Often we do know what is missing until it is taken away. We miss what we had. In a similar vein we do not understand the significance of what is not missing from our lives because it was never there.
For this reason, tradition dictates that we recite a litany of blessings each day; acknowledging the critical value of our eyesight, the ability to be mobile, our breath… The Talmud teaches that we need to say at least one hundred blessings every day. The underlying rationale is that we need to learn how to appreciate all the things that are not wrong in our lives.
A man was hospitalized and nearly died from toxins backing up in his body. When I sat with him during his surgical recovery he passionately told me, “Rabbi, I will never take that blessing we say for moving our bowels for granted!” (p. 63 in Sim Shalom)
Each morning as I wrap myself in my tallit preparing to daven, I thank the Holy One for a new day, making me in G-d’s image (with nearly unlimited untapped potential), restoring my soul, my vision, blessing me with legs that work, a functional mind, a body that works as it is supposed to… and for not being a slave.
When we make Kiddush on Shabbat we say, zecher l’tziat mitzrayim, “remember the liberation from Egypt.” We sing those words often as it expresses gratitude for being freed from slavery. Freedom is essential and needful for all people. That message is reinforced time and again throughout our prayers so that we feel the gift of freedom, G-d’s beneficence and the critical importance of emancipating the oppressed, the enslaved.

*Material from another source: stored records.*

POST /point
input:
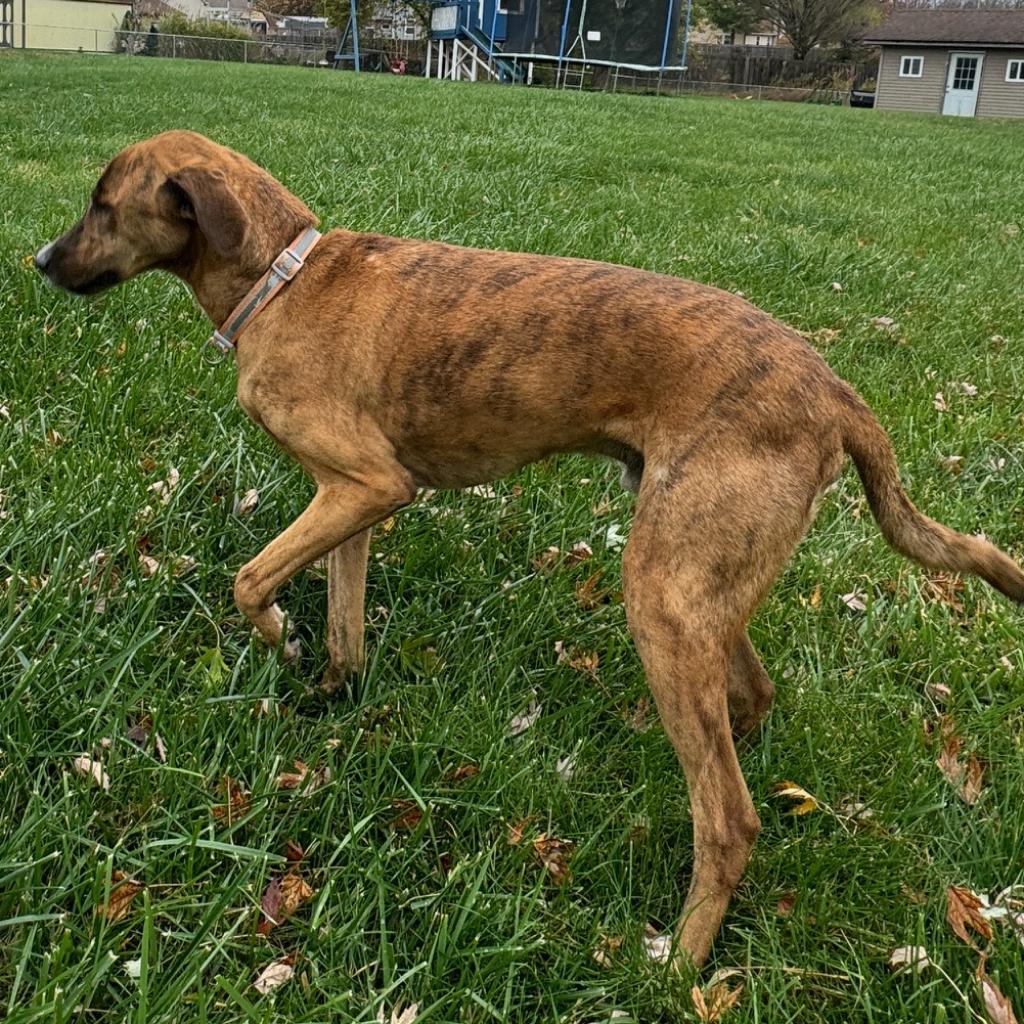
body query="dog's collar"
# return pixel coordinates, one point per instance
(283, 269)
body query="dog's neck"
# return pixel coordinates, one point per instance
(218, 283)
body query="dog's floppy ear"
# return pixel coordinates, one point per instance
(206, 198)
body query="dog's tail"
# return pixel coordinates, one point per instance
(908, 530)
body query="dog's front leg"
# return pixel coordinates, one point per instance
(339, 510)
(346, 584)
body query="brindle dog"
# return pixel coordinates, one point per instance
(390, 365)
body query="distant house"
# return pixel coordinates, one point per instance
(962, 62)
(61, 25)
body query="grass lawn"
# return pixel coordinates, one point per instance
(418, 895)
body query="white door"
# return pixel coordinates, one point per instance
(963, 83)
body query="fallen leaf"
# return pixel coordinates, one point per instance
(274, 974)
(554, 854)
(148, 565)
(164, 488)
(85, 765)
(520, 723)
(580, 552)
(656, 944)
(247, 503)
(462, 772)
(305, 779)
(909, 958)
(719, 1000)
(282, 898)
(411, 814)
(997, 1007)
(407, 1016)
(805, 802)
(785, 904)
(967, 778)
(237, 804)
(123, 891)
(963, 913)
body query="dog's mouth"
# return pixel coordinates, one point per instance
(108, 279)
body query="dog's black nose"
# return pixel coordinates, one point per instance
(42, 258)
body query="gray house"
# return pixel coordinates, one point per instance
(963, 62)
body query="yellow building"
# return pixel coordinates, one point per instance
(61, 25)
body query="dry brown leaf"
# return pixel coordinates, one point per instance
(963, 913)
(247, 503)
(305, 779)
(407, 1016)
(805, 802)
(909, 958)
(554, 854)
(580, 552)
(718, 1001)
(123, 891)
(462, 772)
(520, 723)
(945, 588)
(785, 904)
(282, 898)
(967, 778)
(94, 770)
(237, 805)
(410, 815)
(998, 1009)
(275, 974)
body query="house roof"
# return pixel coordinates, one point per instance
(954, 28)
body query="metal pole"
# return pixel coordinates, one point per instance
(686, 33)
(668, 31)
(561, 44)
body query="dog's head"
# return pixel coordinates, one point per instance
(161, 204)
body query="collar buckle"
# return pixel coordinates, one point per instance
(219, 341)
(288, 264)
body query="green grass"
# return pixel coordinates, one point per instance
(919, 218)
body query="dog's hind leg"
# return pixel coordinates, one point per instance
(346, 583)
(751, 691)
(707, 544)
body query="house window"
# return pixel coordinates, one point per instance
(911, 67)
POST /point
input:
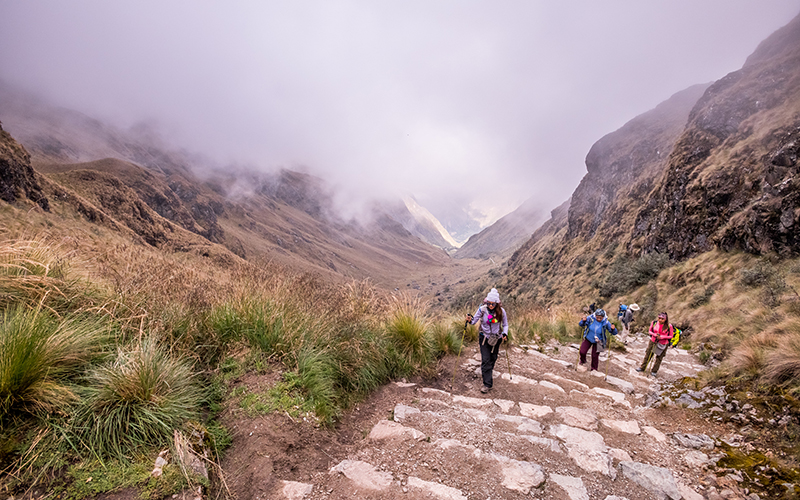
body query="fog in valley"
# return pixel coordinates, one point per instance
(465, 105)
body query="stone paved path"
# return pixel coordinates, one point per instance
(565, 434)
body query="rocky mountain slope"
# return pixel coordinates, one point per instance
(17, 178)
(131, 180)
(714, 166)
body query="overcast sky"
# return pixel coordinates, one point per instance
(485, 103)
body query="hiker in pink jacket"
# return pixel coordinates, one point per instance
(661, 331)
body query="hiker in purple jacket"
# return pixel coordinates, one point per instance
(493, 331)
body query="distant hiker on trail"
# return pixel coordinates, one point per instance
(661, 331)
(594, 336)
(493, 331)
(627, 319)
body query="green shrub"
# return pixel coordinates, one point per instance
(137, 400)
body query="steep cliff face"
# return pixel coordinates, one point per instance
(715, 166)
(17, 178)
(622, 167)
(732, 180)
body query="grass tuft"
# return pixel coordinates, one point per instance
(137, 400)
(38, 355)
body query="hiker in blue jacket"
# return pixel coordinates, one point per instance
(493, 331)
(594, 335)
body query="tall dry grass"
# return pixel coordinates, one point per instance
(539, 325)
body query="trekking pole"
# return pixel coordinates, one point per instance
(461, 346)
(510, 377)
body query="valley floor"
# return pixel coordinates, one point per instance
(545, 431)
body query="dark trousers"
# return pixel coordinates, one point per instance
(585, 345)
(648, 355)
(488, 358)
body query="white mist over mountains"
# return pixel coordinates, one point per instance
(470, 107)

Passover is upon us and we retell the great story of our liberation. Why do we read of the great miracles, the Ten Plagues, the parting of the Sea, and the manna in the desert as gifts from G-d? We recite them because it reinforces the meaning of our existence in the world, imatio Dei, behaving like G-d. Rabbi Moshe, a Hasidic sage, was known to say, “If someone comes to you and asks your help, you shall not say pious words like, ‘Have faith and take your troubles to God!’ You shall act as if there were no God, as if there were only one person in all the world who could help this person - only yourself.”
Appreciation our freedom allows us to understand G-d’s great gift and the need to insure that no one is a slave today. What moves us to work to unshackle the enslaved (think of children and women bought and sold and consider the slave labor camps of North Korea and in China)?
As we approach Pesach we are compelled to face the reality of the ultimate cruelty that humans do to one another. Those who survived the Holocaust understand the ramifications of the brutality of forced labor and labeling people as sub-human and therefore expendable. In America, and virtually every part of the world, human trafficking and enslavement have been part of its history.
Abraham Lincoln said, “As I would not be a slave, so I would not be a master.” He, who saw the savagery of slavery, was empathic enough to realize that the pain caused to human beings by enslavement has no cost benefit; it only poisons the soul. The scholar Hillel also understood the power of pathos for another human being when he pronounced, “What is hurtful to you do not do to others.”
On Pesach we reawaken to the painful realities of life. We are free and that is a gift not to be taken for granted. Others still suffer under the scorching heat of servitude. I hope that we can find meaning in our freedom this year as we sit and celebrate the marvelous gift we have been fortunate to be born into. At the same time I hope we will speak at our seder tables and commit work to unbind the fetters of those who are still not free.
May this be our focus and prayer of the holy night of Pesach.